There are benefits and drawbacks to both fast and slow roller ski wheels. But it mostly comes down to how and where you will use your roller skis.

No matter what kind of wheel you decide on, fast or slow, make sure you change them before they change you. Photo: Kent Murdoch


Larger, wider wheels are more stable, and a good choice for young and novice roller skiers. Elite skiers often pick narrower wheels with a slightly smaller diameter. However, keep in mind that narrower wheels typically have less road grip. That’s particularly noticeable when the roads are wet.

Three main categories

Generally speaking, roller ski wheels come in three categories:

Type 1 wheels – fast wheels with low rolling resistance. Racing wheels/PU wheels also fall into this category. They are very fast but also very slippery, as they are rock hard.

Type 2 wheels – medium fast, and often the universal/default wheels for most skiers. Type 2 wheels have somewhat better road grip than fast wheels when the roads are wet.

Type 3 wheels – the slowest, and provide the most rolling resistance. These are often used when you want the biggest training effect in terms of having to work hard to generate speed, or in steep downhill terrain where the slow wheels are safer than faster wheels. They also tend to be safer on wet roads, as the speed is kept in check.

“Most skiers use type 2 or type 3 wheels. They are fine in most kinds of terrain, and if you are using steep terrain, the only sane thing is to choose wheels that wont break the speed limit,” says Ragnar Bragvin Andresen, the 2011 FIS Roller Ski World Champion.

“Training-wise, most skiers get the best training effect from using type 2 or type 3 wheels. And as long as you are not planning to roller ski race in Sweden or continental Europe, there are also few reasons to invest in classic race roller skis,” Bragvin Andresen says.

Benefits of fast wheels

At the same time, fast wheels can help improve technique at high speed, and contributes to develop speed and finesse.

“In my opinion, going with slower wheels than Swenor type 2 or Marwe type 6 is counterproductive. Its fine to do an interval workout every once in a while on easy terrain with slow wheels, but consistently using slow wheels for the volume of your roller ski workouts will just develop a slow and heavy pushoff and makes it harder to work on good technique,” Bragvin Andresen explains.

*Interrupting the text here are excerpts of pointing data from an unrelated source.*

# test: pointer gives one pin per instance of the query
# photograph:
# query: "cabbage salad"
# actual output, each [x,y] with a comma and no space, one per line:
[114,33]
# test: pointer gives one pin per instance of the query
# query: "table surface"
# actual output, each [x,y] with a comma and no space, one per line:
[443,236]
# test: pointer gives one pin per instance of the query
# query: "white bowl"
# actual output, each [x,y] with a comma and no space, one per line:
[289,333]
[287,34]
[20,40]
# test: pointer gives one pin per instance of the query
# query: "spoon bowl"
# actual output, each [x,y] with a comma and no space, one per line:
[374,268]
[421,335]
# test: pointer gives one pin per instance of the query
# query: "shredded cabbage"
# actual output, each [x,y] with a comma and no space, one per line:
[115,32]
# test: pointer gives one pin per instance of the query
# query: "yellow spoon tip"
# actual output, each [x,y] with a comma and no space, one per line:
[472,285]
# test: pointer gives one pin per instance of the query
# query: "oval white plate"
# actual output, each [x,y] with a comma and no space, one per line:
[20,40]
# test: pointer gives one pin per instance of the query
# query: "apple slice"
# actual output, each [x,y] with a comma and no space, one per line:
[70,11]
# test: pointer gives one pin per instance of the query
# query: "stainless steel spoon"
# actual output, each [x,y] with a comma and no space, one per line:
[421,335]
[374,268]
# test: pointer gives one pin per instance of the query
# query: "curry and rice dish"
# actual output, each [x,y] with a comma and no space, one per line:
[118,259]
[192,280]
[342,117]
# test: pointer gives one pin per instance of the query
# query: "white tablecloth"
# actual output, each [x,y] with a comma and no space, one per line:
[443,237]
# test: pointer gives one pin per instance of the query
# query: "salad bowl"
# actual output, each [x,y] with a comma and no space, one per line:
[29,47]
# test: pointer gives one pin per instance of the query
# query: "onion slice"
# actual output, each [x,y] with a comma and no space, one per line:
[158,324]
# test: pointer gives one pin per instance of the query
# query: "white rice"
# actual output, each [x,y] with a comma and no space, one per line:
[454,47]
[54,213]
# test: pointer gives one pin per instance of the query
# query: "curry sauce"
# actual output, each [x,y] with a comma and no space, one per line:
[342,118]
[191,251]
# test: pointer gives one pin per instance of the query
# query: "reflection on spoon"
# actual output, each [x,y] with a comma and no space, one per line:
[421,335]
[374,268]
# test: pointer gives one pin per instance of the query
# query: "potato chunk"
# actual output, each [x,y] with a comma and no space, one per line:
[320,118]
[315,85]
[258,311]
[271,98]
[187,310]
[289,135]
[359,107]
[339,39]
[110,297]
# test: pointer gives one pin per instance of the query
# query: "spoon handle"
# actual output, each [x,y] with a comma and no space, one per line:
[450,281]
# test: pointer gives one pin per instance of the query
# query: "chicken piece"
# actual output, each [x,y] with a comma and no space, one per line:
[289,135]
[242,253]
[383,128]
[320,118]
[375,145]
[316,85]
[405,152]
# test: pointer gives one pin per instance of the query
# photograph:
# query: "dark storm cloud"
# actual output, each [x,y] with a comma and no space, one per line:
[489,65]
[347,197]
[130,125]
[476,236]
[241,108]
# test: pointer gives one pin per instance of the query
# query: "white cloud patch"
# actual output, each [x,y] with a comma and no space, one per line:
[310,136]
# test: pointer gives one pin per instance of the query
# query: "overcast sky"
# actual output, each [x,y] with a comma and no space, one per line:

“However, by varying the rolling resistance, either with fast and medium wheels or by changing up the terrain, you can more easily avoid the heavy legs syndrome. You feel fresher, and you are able to do more roller ski workouts/hours per month,” he says.

“If you want to have only one pair of skate roller skis, go with type 2 medium wheels. Those are perfect for skiers with generally decent technique and endurance. Type 1 wheels are good for those who are just learning or lack the endurance base, as they are easier to get up to speed where you can work on technique,” Bragvin Andresen says.